Secretly Inside by Hans Warren is a Minor Dutch Hiding Narrative




“Couldn’t they have found a safe house for him that was a bit more…safe?” (94)


The UW-Madison press tends to focus on hidden gems and scholarly texts, so I was particularly excited to receive their English translation of Secretly Inside, a novella by Dutch author Hans Warren. It belongs to the subgenre of Dutch hiding narratives, which follow Jewish protagonists as they try to remain undetected in the Nazi-occupied Netherlands. The most famous example of the genre, Anne Frank’s Diary of a Young Girl, is a nonfiction primary source, but other accounts are fictionalized and written after-the-fact.


There are several reasons why such a specific premise might be popular in the Netherlands. For one, the tension of hiding and escape keeps readers hooked like a more conventional thriller, founded in real history. Hiding narratives also contribute to Dutch Remberance Culture, promoting tolerance and empathy without depicting the well-known atrocities of the Eastern Front.

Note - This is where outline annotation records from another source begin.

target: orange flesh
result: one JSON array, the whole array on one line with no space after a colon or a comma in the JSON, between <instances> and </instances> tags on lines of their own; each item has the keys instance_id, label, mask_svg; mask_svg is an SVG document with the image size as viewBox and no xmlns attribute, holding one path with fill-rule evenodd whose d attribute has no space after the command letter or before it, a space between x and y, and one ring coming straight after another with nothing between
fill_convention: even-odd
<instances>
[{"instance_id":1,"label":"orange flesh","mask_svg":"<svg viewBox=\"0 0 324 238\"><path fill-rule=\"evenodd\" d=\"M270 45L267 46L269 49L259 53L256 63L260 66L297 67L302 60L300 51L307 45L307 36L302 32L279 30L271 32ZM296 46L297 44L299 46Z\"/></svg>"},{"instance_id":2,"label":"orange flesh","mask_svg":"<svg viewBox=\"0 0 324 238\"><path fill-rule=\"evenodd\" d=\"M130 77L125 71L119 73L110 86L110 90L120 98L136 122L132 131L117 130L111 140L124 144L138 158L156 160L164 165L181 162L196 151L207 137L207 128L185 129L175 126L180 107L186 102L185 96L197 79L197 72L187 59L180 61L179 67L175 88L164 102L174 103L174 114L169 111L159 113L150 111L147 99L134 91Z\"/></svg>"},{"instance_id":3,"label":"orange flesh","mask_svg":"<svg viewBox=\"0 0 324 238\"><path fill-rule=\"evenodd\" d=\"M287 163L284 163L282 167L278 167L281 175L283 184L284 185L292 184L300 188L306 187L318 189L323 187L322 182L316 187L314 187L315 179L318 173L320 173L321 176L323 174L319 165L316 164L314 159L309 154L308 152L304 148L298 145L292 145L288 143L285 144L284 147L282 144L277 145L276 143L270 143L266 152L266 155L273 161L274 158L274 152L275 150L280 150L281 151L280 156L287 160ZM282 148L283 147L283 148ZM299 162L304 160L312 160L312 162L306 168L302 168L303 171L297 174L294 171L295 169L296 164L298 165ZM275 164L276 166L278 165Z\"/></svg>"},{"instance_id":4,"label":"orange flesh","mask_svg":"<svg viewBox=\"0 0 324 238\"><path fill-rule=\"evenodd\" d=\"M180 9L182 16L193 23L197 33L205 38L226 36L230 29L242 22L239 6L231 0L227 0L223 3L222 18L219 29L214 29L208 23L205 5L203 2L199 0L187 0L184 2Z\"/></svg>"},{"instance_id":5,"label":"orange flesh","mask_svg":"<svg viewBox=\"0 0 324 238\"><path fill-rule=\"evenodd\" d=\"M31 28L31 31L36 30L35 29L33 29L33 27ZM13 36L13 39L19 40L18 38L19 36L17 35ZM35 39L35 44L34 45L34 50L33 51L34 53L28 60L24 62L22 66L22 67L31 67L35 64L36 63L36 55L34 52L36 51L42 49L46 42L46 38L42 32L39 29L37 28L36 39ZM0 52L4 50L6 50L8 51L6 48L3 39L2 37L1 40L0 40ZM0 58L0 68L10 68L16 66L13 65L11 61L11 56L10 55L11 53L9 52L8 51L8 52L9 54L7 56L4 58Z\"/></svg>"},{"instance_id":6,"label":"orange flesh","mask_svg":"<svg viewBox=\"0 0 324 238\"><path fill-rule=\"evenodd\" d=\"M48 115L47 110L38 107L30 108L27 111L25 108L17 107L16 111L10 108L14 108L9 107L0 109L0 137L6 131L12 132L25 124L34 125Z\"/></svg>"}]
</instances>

Furthermore, because their protagonists must often rely on the protection of Dutch Gentiles, they support the myth of a unified resistance against occupation.



Secretly Inside, originally titled Steen der Hulp ("Stone of Help") is certainly free from whitewash. Although the Van’t Westeinde family opens their doors to Ed, a Jewish resistance member from Utrecht, their decaying Zeeland farmhouse harbors perils of its own. The parents are coarse, suspicious yokels. Both Mariete and Camiel, the brother and sister of the house, develop feelings for their visitor, but their triangular desires threaten to attract more dangerous attention. And Camiel is still hung up on a German solider, recently killed under mysterious circumstances.


As Ed struggles to navigate their claustrophobic dynamic, the beauty of the Dutch countryside comes into focus. Warren and translator S.J. Leinbach usually employ a spare narrative voice, underscoring the novella’s ambiguous tensions. But in nature, Ed and Camiel are free—if not to love one another, then to exist without the scrutiny of their neighbors.



“They walked through the orchard and the vegetable garden, surrounded by dense hawthorn hedges that were red from the berries growing on them. The air was heavy with autumn melancholy. Spider silk gleamed in the sunlight. Slowly, as if they were drunk, velvety, brightly colored butterflies danced above bursting fruit that had fallen from the trees…Ed kept wanting to ask, What was that all about, last night? But he was afraid” (60)


The plot is composed mostly of revelations and pauses, with a few interludes of heart-pounding action. It is extremely short, and can be read in less than an hour, but is not particularly well-written. In a world where homosexuality is no longer novel, it lacks the urgency of other hiding narratives.


But as a reminder of the dangers of intolerance, and counter-evidence to the myth of national resistance, its virtues may yet be discovered.